How does Artificial Intelligence help?
The study used an innovative approach based on Artificial Intelligence to map the giant icebergs using radar images from the Copernicus Sentinel-1 mission. Unlike camera-like instruments, radar can penetrate clouds and work in the dark, making it ideal for observing the Antarctic region. In most radar images, the icebergs appear as bright spots against the darker background of the ocean and the sea ice, making them easier to detect.
However, there are still some challenges, such as distinguishing the icebergs from the rough sea ice or the wind-blown ocean or separating the main iceberg from the smaller fragments that break off from it. Moreover, the Antarctic coastline can sometimes look like an iceberg in the radar images, leading to false detections.
To overcome these challenges, the study used a neural network, which is a type of Artificial Intelligence that can learn from data and make predictions. The neural network was designed to map the extent of the icebergs in the radar images, taking into account the complex and non-linear relationships between the image pixels and the iceberg outlines.

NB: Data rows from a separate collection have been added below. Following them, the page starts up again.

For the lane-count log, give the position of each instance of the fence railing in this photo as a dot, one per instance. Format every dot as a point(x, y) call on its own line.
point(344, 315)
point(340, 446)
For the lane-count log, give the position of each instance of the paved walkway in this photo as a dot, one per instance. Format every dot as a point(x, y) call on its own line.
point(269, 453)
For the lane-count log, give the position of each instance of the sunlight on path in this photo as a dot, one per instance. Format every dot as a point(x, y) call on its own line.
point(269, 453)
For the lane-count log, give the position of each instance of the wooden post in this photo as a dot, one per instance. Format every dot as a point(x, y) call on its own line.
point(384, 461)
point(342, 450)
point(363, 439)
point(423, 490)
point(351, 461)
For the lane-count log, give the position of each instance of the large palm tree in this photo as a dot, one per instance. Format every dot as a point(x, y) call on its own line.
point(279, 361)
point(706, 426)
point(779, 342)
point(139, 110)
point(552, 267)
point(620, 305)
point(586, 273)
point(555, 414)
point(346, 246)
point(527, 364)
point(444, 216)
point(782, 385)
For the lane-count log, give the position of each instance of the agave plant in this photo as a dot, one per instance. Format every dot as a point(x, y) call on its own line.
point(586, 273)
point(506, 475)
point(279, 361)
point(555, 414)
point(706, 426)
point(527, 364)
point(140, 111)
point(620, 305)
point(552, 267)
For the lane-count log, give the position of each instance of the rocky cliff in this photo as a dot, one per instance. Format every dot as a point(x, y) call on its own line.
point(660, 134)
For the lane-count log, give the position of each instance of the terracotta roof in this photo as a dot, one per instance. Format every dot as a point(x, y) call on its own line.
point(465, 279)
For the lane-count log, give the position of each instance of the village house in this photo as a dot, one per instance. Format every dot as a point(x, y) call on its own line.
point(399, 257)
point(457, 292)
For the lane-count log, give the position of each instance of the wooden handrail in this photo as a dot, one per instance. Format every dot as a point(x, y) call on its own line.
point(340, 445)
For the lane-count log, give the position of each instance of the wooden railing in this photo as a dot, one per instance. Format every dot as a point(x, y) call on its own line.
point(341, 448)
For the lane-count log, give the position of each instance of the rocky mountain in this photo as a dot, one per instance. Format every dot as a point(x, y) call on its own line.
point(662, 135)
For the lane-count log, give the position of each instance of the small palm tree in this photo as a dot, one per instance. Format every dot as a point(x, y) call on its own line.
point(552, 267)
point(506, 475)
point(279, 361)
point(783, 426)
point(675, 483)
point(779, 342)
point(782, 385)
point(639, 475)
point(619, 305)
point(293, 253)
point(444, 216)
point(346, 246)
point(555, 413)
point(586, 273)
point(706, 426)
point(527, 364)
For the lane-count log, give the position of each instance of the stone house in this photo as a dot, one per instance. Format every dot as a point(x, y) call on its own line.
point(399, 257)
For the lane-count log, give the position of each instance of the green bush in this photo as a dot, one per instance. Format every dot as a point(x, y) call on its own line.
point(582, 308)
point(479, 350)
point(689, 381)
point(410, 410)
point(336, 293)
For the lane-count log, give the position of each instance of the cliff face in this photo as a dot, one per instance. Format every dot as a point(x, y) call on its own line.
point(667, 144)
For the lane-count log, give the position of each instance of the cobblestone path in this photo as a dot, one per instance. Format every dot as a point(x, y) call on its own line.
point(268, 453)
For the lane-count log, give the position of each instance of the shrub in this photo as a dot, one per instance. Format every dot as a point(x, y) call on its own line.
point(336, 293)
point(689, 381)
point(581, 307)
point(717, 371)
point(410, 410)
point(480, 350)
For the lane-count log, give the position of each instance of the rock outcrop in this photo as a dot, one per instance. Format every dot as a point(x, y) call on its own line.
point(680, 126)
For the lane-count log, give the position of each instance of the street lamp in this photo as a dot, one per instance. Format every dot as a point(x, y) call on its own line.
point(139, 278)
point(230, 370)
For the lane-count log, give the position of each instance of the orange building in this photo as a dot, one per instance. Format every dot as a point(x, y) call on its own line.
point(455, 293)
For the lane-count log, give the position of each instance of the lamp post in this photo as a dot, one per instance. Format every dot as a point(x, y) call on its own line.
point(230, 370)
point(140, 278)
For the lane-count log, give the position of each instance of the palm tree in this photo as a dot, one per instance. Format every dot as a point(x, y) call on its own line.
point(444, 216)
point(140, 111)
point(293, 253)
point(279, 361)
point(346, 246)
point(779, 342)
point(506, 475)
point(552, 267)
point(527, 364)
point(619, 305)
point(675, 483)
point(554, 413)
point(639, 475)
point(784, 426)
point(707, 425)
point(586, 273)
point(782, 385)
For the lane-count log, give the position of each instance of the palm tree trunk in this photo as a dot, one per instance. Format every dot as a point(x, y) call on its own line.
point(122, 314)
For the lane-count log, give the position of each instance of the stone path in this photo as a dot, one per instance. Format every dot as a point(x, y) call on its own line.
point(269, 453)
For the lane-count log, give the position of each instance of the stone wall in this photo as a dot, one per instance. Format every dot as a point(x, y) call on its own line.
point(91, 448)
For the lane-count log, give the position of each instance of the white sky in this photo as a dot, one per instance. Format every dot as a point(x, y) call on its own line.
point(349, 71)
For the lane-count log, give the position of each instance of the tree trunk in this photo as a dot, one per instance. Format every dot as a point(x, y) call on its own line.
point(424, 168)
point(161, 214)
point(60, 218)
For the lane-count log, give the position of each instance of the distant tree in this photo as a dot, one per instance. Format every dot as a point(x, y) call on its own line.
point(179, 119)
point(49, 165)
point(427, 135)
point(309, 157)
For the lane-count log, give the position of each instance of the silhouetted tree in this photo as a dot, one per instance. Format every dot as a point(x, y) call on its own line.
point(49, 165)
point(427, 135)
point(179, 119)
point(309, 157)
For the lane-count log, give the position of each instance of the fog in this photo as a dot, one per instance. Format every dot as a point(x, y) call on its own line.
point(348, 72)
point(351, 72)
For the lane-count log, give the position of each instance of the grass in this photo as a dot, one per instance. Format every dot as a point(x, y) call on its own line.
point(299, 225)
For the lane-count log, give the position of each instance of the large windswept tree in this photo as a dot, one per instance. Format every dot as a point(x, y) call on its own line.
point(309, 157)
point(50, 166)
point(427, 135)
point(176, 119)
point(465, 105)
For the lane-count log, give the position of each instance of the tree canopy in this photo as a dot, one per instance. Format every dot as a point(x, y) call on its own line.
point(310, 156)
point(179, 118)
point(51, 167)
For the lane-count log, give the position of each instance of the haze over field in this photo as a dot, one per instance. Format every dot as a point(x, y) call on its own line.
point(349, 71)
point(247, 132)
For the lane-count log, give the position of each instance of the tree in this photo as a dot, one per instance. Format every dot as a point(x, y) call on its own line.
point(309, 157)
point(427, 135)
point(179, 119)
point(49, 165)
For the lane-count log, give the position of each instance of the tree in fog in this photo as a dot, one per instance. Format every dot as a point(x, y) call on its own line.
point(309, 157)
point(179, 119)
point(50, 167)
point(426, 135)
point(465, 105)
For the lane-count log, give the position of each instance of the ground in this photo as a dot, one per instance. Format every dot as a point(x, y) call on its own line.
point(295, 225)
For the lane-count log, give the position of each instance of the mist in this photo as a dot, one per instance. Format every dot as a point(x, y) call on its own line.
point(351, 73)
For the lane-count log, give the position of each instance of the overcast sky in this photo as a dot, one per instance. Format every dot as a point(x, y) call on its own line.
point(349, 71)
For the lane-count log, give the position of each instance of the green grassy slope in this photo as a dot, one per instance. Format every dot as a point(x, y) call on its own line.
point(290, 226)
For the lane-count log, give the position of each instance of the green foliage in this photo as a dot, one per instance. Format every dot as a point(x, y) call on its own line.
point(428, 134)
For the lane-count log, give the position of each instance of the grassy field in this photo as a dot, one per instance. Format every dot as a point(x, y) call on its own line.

The neural network was trained using manually drawn outlines of the icebergs as the target, and it was able to refine its predictions by comparing them with the target and adjusting its parameters accordingly. The training stopped automatically when the neural network reached its best performance, ensuring its reliability and adaptability.
How well does it work?
The study tested the neural network on seven giant icebergs, with sizes ranging from 54 sq km to 1052 sq km, which are comparable to the areas of Bern in Switzerland and Hong Kong, respectively. The icebergs were observed in different settings, such as seasons and years, using between 15 and 46 radar images for each iceberg. The dataset covered the period from 2014 to 2020.
The results showed that the neural network was very effective in mapping the iceberg extent, even in difficult conditions. It was also able to identify the largest iceberg in each image, which is important for tracking the changes in iceberg area and thickness over time. The neural network outperformed the standard segmentation algorithms, which often selected smaller icebergs or the coastline instead of the actual iceberg.
The study demonstrates the potential of Artificial Intelligence for mapping giant icebergs in Antarctica using radar images and provides a valuable tool for understanding the role of icebergs in the Antarctic environment.